休日とはいえやはり冬の海に人はおらず、あの時と同じ風景が目前に広がる。違うのは隣でトラファルガーが寒そうに突っ立っているということ。入らないのか?と冗談半分で聞けば嫌そうな顔をして「お前が入れば」と言われた。

「なんでここに来たかったんだ?」
「思い出の場所だから?」

そう言うとトラファルガーは不思議そうな顔をしてまじまじ俺を見つめてくるもんだから面白くて「お前との思い出の場所な」と付け加えてやる。全く覚えがないと言いたげな顔に笑った。

「俺とお前の?何の思い出?」
「一緒に生きようって誓いを再確認した思い出」
「はあ?」

そもそもここに二人で来たの初めてだろ、と告げるトラファルガーにそう言うとぽかんとした間抜け面。

「なにそれ、プロポーズみてー」

そしてくすくす笑い出したトラファルガーに肩を竦める。

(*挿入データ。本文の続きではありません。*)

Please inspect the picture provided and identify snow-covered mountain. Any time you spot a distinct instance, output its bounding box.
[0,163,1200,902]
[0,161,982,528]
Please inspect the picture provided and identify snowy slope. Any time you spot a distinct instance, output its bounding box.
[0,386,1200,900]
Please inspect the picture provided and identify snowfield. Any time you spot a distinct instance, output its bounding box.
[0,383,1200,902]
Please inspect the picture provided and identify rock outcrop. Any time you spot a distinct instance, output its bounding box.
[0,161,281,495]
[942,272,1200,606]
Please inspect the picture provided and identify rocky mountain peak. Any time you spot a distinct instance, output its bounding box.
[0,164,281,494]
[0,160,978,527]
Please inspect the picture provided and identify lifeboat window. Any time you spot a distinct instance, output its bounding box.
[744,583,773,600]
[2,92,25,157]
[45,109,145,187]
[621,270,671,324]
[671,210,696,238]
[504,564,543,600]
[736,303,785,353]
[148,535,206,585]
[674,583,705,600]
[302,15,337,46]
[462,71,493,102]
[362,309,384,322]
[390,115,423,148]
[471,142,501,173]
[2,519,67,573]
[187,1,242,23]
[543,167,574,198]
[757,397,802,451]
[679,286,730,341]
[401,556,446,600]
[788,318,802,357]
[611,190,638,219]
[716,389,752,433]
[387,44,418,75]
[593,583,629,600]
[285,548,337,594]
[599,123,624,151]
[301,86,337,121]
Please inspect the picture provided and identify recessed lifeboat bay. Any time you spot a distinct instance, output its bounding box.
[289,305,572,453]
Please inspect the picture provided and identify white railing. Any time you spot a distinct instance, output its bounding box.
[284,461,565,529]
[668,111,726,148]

そんなもんだろ、と言うと笑っていたトラファルガーがぴしりと固まって、その代わりに熱でも出たかのように急激に顔が赤くなっていた。

「…お前は覚えてないんだな」
「なにを?」
「いや、いい、今度は俺から言うから忘れんなよ」

ばっかじゃねぇの、恥ずかしいやつ、そんな類のことをトラファルガーは言っていたように思う。そんなこいつの照れ隠しを軽く否しながら、やっぱり覚えてないのか、と思う。それはもちろん、俺の意識がない間に行われた幻覚で、現実のこいつとはこれっぽっちも関係ないのかもしれないけれど、俺はこの海での出来事がどうしても妄想だと切り離せなかった。どっちにしろ、妄想なら妄想でもいい、こいつが覚えてないにしてもそれでいい、結局俺の答えが変わることはない。

「俺と一緒に生きて欲しい、時間の許す限りずっと」

その瞳を見つめ、真剣な眼差しでそう告げればトラファルガーのきょとんとした顔が赤くなって、慌てたように冗談を言って、それでも俺の変わらない眼差しに呆気にとられて、そうしてくしゃりと心底嬉しそうな笑顔に変わる。「そんなの、言われなくても初めからそのつもりだ」そう笑ったトラファルガーを両腕で強く抱き締める。背中に回る腕の温かさに泣きそうになった。